We recoil at a love story- more one of love voided and avoided- that reads more like an economics textbook because we identify with the ideal of the love match that was then but a specter haunting the Western world. Lilly Bart is somewhere betwixt and between, past the older ideal of the family-arranged marriage and not quite ready for the love match; here the social class facilitates what we might call a ‘smart marriage’ or a marriage of ambition. Today, we might call Lilly an ambivalently aspiring trophy wife, but for her time and milieu, she is just a woman doing what she was raised to do: look pretty, say clever things, and find a man whose wealth will allow her to continue looking pretty and saying clever things.
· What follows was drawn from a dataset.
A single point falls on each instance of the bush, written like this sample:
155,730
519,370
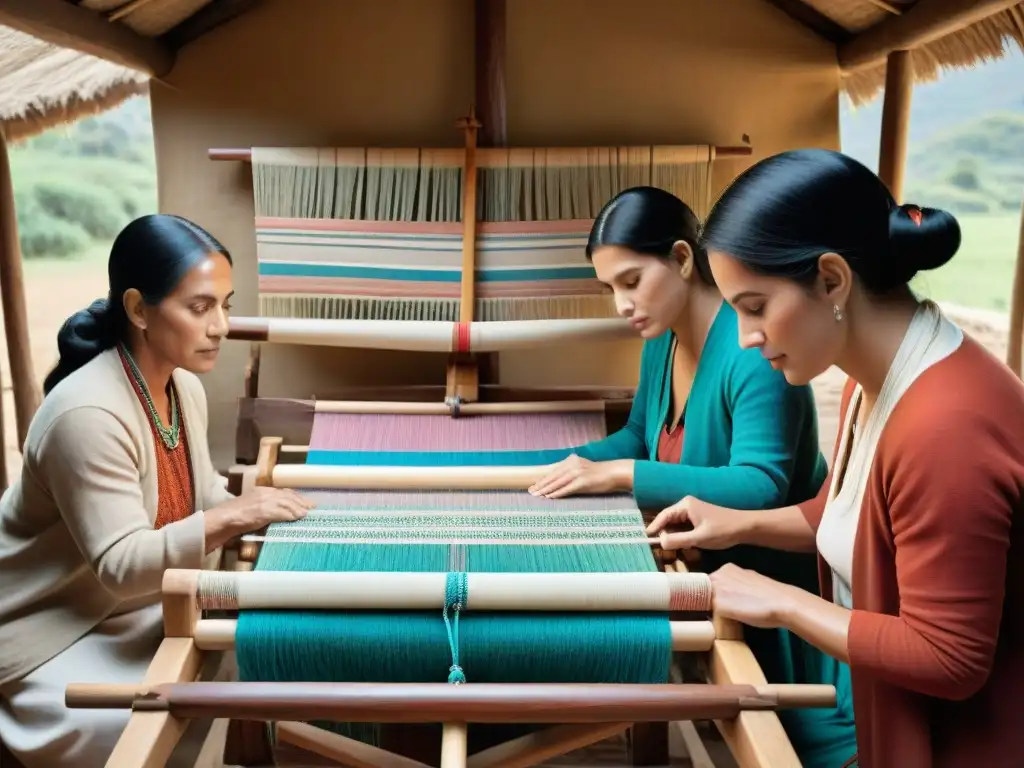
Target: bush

Of course she’s ambivalent. She beats against the bars of a cage not noticing its door hangs open.
Isak Dinesen, who was really Karen Blixen, wrote a treatise “On Modern Marriage” in 1923 when she was caged in Kenya with a deadbeat husband and an aristocratic lover, trying to work out a marriage regime that might make sense. Her conclusion was that love and marriage are dissimilar and need a higher ideal to motivate them, which was once the clan, then the Church, and now, “for the present young generation, who prize individualism above all else, who see love as the highest thing in human life, and whose ideals, when they have any, are freedom and beauty, every love affair that can be conducted freely and beautifully, and in which the personalities can understand, help, give joy to each other has every possibility of existing ideally in itself, without any external enlightenment.” Of course, freedom and beauty are external ideals. Can we ever be fully free in a living, needful relationship with another fully free being? Freud would have said no, and thus ambivalence- we want attachment, just not to be attached ourselves!
I quote Dinsen at length partly to show that people didn’t begin writing that way in the 1960s, but also because the passage seems to sum up the modern ideal ninety years on. Love matches (and no-fault divorces) are the norm for now. If a marriage is founded on freedom and beauty, in spite of the power struggle within every romantic relationship, it seems cruel to expect couples to remain together once that has passed, which is generally the price of being married. And yet, the couples who still report the highest level of “happiness” in their marriages are those from south Asian countries where arranged marriages are the norm.
And yet, there’s something stultifying about spending the rest of your life with someone who makes you happy. Maybe it’s better to settle down with someone who obsesses you instead. Even unhappy erotic obsession seems to renew itself perpetually in a way that happiness seldom does. Reason is a thin reed to hang romance upon. Existence brings any number of unsolvable problems with death being the last and greatest and erotic love as a close second. Humans cannot be expected to be fully rational because rationality cannot solve all of our problems. Marriage could be a quasi-rational solution to an irrational problem.